Ayam Buah Keluak (Chicken Curry with Indonesian Black Nuts)


Ayam Buah Keluak (Chicken Curry with Indonesian Black Nuts)

contributed by Nyonya Lian Tan

1 chicken approximate 1.5kg, clean and cut into pieces or pork ribs

20 buak keluak (see Notes)

200 grams minced prawns (optional)

200 grams minced pork

2 stalks lemon grass cut into 5-6 cm length

6 tablespoons oil

Tamarind about 5 tablespoons, add warm water and strain for juice a few times. Discard seeds and pulp.

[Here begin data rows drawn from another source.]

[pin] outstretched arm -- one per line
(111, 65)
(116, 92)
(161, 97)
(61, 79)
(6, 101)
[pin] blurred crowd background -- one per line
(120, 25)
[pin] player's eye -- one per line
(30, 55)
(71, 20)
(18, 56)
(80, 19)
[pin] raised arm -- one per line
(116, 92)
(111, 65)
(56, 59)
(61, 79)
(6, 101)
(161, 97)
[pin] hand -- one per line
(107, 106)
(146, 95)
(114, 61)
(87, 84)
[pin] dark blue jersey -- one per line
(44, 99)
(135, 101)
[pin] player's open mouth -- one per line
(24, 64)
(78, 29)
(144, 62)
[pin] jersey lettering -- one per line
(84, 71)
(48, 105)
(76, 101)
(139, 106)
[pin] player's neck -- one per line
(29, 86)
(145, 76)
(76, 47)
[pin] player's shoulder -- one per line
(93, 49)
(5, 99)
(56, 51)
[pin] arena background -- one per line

Rempah: Ingredients to be ground finely.

Chillies ( a full handful of dry chillies , approximately 30, soak in hot water to soften before grinding. Alternatively use 2 heaped tablespoons of chilli powder )

Onions – 2 large

Candle nuts 7

Lemon grass 2-3 stalks, use white stem only

Galangal – 7 slices

Shrimp paste about one and a half tablespoons

Turmeric about 3 cm

3 cloves garlic

Method:

1. Pound or blend ingredients.

2. Fry in 5 tablespoons of oil till fragrant, about 2-3 mins.

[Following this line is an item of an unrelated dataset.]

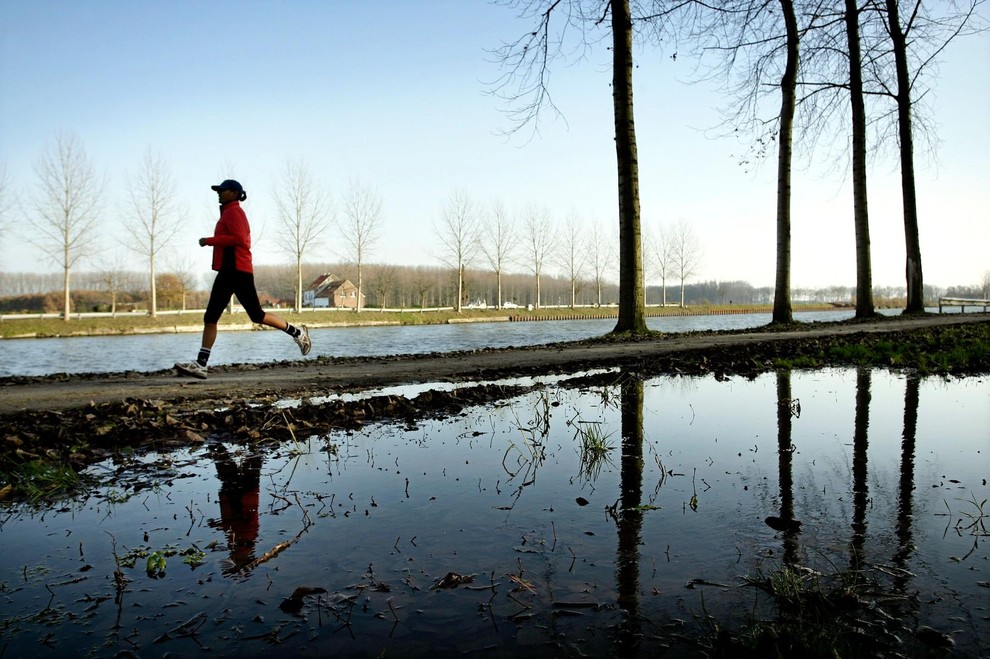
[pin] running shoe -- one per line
(192, 369)
(302, 341)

3. Take out one fifth, mix with mince pork and stuff into shell of buah keluak. Leave aside.

4. Add in lemon grass stems and meat into saucepan with the rest of ingredients. Mix well.

5. Add 3 cups tamarind juice , 1 dessertspoons sugar, and salt to taste.

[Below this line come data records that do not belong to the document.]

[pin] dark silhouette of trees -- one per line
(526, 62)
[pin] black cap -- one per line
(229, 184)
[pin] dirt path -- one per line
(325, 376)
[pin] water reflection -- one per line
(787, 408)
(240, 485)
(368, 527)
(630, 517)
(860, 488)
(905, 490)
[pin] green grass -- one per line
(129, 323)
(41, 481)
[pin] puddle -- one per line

6. Half way through cooking, add in buah keluak . Stir now and then until meat is cooked.

Serve with plain rice.

Note:

1. Buah keluak in the shells have to be soaked in water for at least a day before use.

The shells are broken and opened carefully , enough to remove the meat. The empty shells are then filled with the ingredients mixed with nut meat for cooking.

2. Buah keluak is available in dry form in a packet in Indonesian grocery shops in Maroubra.

Make into balls and throw them in for cooking. Not so thrilling when you have no shells to

scoop out the meat! However the taste of the chicken and sauce is still good.